The place to look to test the author’s thesis (as opposed to the derivative claim about the value of video for this community) would be to compare the memetic complexity, themes, and “rationality” in top youtube videos, versus highest grossing movies, versus best sellers.
I could easily imagine that it could be helpful for aspiring rationalists to express themselves and argue in more than one medium simultaneously so that their ideas have to survive in multiple contexts that should not theoretically change the “reality correspondence” of their thinking…
And good uses for low res video could probably be found by anyone trying to consciously game the medium in light of analysis of the medium...
...but “in general, for society, as a medium” I would guess that low res video isn’t particularly conducive to rationality.
I agree about the general low quality of youtube comments, but occasionally I’ll see a special interest video with intelligent comments. The low quality may be a result of youtube being popular with the general public (blogs have specific audiences, youtube is for everyone) combined with founder effect, so that people who want to do intelligent comments generally put them elsewhere.

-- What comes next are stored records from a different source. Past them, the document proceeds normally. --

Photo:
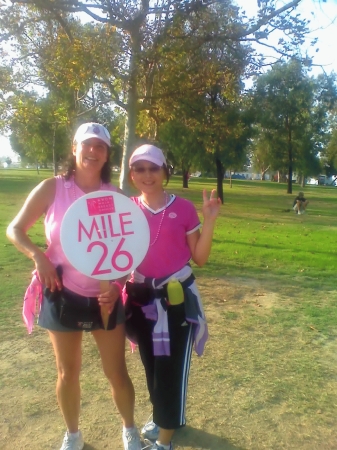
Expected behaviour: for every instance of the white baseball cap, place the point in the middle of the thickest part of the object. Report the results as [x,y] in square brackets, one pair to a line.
[149,153]
[92,130]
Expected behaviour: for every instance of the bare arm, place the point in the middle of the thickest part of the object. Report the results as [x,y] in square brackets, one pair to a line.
[200,243]
[36,204]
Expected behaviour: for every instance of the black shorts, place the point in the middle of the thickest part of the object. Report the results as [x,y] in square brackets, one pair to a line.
[49,316]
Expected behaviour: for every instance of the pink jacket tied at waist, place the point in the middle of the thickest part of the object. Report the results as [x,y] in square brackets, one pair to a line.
[32,302]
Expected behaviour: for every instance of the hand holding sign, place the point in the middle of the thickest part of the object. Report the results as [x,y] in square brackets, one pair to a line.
[104,235]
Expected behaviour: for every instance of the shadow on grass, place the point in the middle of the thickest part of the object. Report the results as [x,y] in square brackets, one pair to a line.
[195,438]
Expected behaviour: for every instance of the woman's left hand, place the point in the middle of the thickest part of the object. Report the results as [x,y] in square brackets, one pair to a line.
[109,298]
[211,206]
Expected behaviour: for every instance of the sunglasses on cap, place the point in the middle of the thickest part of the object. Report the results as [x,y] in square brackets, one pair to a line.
[152,169]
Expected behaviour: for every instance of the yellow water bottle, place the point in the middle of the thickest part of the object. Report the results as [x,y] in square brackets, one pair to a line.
[175,292]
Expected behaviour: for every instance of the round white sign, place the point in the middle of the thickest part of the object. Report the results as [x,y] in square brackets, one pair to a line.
[105,235]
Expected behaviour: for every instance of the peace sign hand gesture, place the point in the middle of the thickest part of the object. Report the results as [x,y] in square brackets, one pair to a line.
[211,206]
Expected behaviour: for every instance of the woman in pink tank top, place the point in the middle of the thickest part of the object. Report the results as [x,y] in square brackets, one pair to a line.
[89,170]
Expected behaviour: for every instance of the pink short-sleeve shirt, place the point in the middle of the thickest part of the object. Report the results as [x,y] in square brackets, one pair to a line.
[169,227]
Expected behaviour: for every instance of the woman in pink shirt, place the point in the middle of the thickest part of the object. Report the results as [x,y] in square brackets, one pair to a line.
[89,170]
[163,305]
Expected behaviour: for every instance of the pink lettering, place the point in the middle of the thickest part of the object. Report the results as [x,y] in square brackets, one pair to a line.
[89,234]
[124,222]
[112,234]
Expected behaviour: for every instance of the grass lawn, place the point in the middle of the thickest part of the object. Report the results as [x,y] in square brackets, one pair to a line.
[268,379]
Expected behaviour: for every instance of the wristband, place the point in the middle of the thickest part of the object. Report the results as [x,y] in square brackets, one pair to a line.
[120,288]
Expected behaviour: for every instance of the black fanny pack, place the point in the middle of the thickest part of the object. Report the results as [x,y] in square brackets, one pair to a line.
[141,294]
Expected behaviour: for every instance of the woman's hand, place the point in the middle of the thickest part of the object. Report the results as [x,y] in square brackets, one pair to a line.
[211,206]
[108,299]
[46,273]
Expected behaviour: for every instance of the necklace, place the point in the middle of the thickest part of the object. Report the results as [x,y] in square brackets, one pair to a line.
[75,196]
[161,220]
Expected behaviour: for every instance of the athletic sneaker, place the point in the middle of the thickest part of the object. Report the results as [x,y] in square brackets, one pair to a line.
[160,447]
[72,443]
[150,431]
[131,439]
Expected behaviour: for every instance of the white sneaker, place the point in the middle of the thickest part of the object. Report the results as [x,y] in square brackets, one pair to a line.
[72,443]
[150,431]
[160,447]
[131,439]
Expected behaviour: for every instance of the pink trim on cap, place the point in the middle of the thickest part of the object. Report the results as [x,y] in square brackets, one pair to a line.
[149,153]
[92,130]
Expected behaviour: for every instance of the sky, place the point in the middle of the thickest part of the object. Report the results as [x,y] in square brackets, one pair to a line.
[323,18]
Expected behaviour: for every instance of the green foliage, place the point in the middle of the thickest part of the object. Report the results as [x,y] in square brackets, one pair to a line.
[292,111]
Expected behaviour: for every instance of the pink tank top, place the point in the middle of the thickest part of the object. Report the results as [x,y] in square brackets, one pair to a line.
[66,193]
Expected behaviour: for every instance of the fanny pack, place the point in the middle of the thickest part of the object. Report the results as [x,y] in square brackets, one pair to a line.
[141,294]
[75,311]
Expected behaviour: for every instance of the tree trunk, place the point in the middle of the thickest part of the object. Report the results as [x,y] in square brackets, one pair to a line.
[185,179]
[220,172]
[131,114]
[290,164]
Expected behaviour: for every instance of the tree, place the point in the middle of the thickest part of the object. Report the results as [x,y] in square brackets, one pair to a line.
[140,28]
[283,98]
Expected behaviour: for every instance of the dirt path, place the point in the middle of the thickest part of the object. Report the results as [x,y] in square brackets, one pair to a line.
[30,418]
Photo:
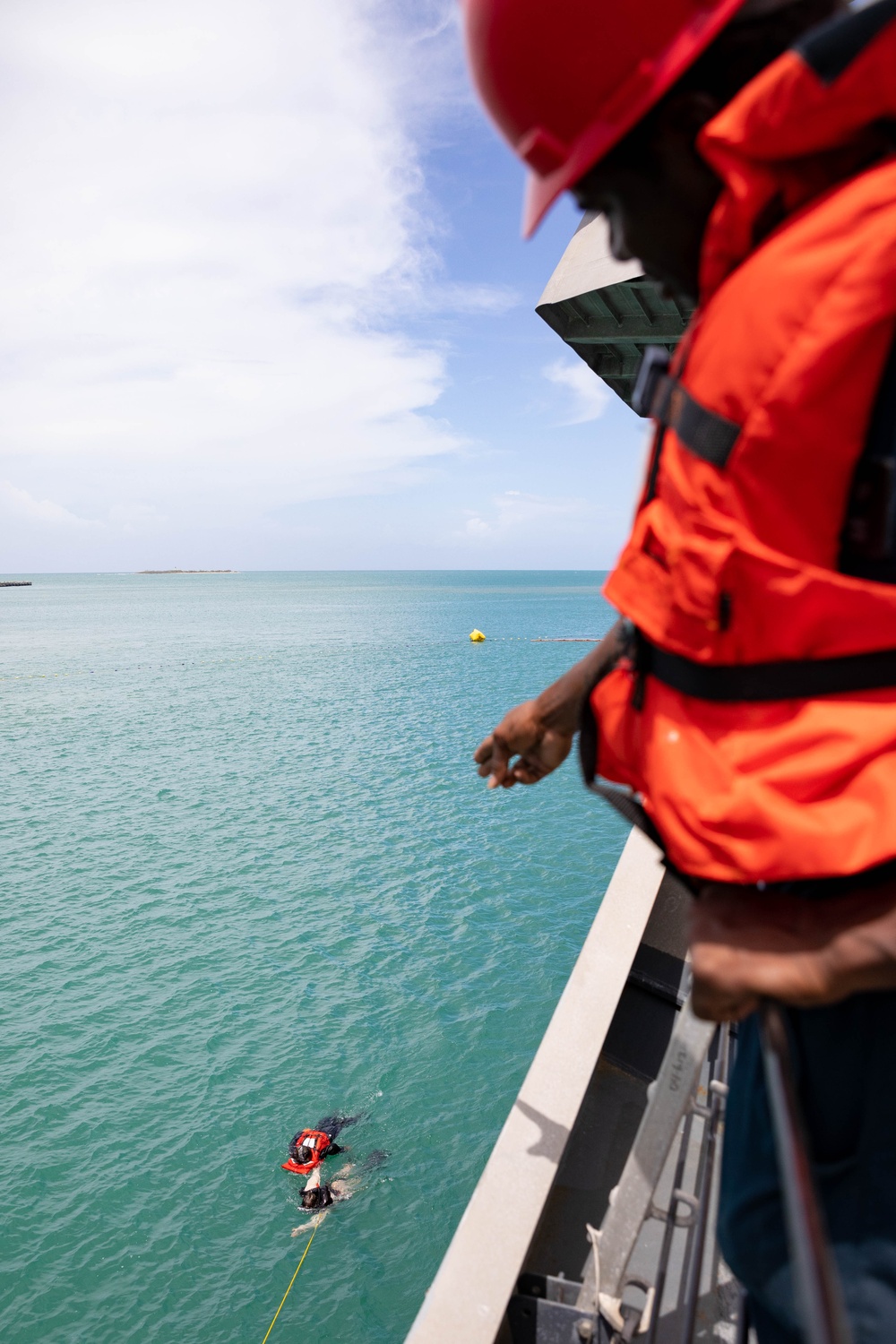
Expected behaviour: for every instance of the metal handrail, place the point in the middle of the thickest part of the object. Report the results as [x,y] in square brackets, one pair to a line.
[818,1289]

It seems to me that another test case is audio books vs books in text.
I’d rather see tests of how well people take in argument offered in text vs sound, and some attention to whether there are different subgroups.
No. And I’ve read interesting arguments to the effect that the cognitive habits of text are critical for helping people think in a logically coherent fashion.
Low resolution video appears to be good for public relations work targeting masses of people prevented by poverty from cultivating their cognitive resources, but it does not appear to be good for spelling out solid and cogent reasoning.
The idea that video leads to less logically coherent thought is somewhat testable—are the comments to TED videos less coherent than those posters write to text?
TLDR: argument via XKCD :-)
Part of the author’s argument is simply that TV causes people to become mentally passive (alpha-wave brain states, etc) but another aspect of the argument is what kind of content optimizes impact given the medium. He argues that TV works differently even from movies in part because TV simply has such low resolution and so it mostly shows close ups of faces experiencing extreme emotions, slow motion replay of human bodies colliding, and dancing cartoon squirrels because those are what the medium does best.
A movie can give you a landscape or other complex scene and have it mean something. A book can cover nearly anything (including mental states), but only via low bitrate descriptive text, generally delivering a linearized stream of implicitly tree structured arguments or a narrative.
When choosing a publication venue, the form of the media determines the competitive environment and the safely assumed cognitive skills of the audience. There may be outliers like UCTV, but the central tendency reveals the medium’s strengths.
The place to look to test the author’s thesis (as opposed to the derivative claim about the value of video for this community) would be to compare the memetic complexity, themes, and “rationality” in top youtube videos, versus highest grossing movies, versus best sellers.
I could easily imagine that it could be helpful for aspiring rationalists to express themselves and argue in more than one medium simultaneously so that their ideas have to survive in multiple contexts that should not theoretically change the “reality correspondence” of their thinking…
And good uses for low res video could probably be found by anyone trying to consciously game the medium in light of analysis of the medium...
...but “in general, for society, as a medium” I would guess that low res video isn’t particularly conducive to rationality.
I agree about the general low quality of youtube comments, but occasionally I’ll see a special interest video with intelligent comments. The low quality may be a result of youtube being popular with the general public (blogs have specific audiences, youtube is for everyone) combined with founder effect, so that people who want to do intelligent comments generally put them elsewhere.
It seems to me that another test case is audio books vs books in text.
I’d rather see tests of how well people take in argument offered in text vs sound, and some attention to whether there are different subgroups.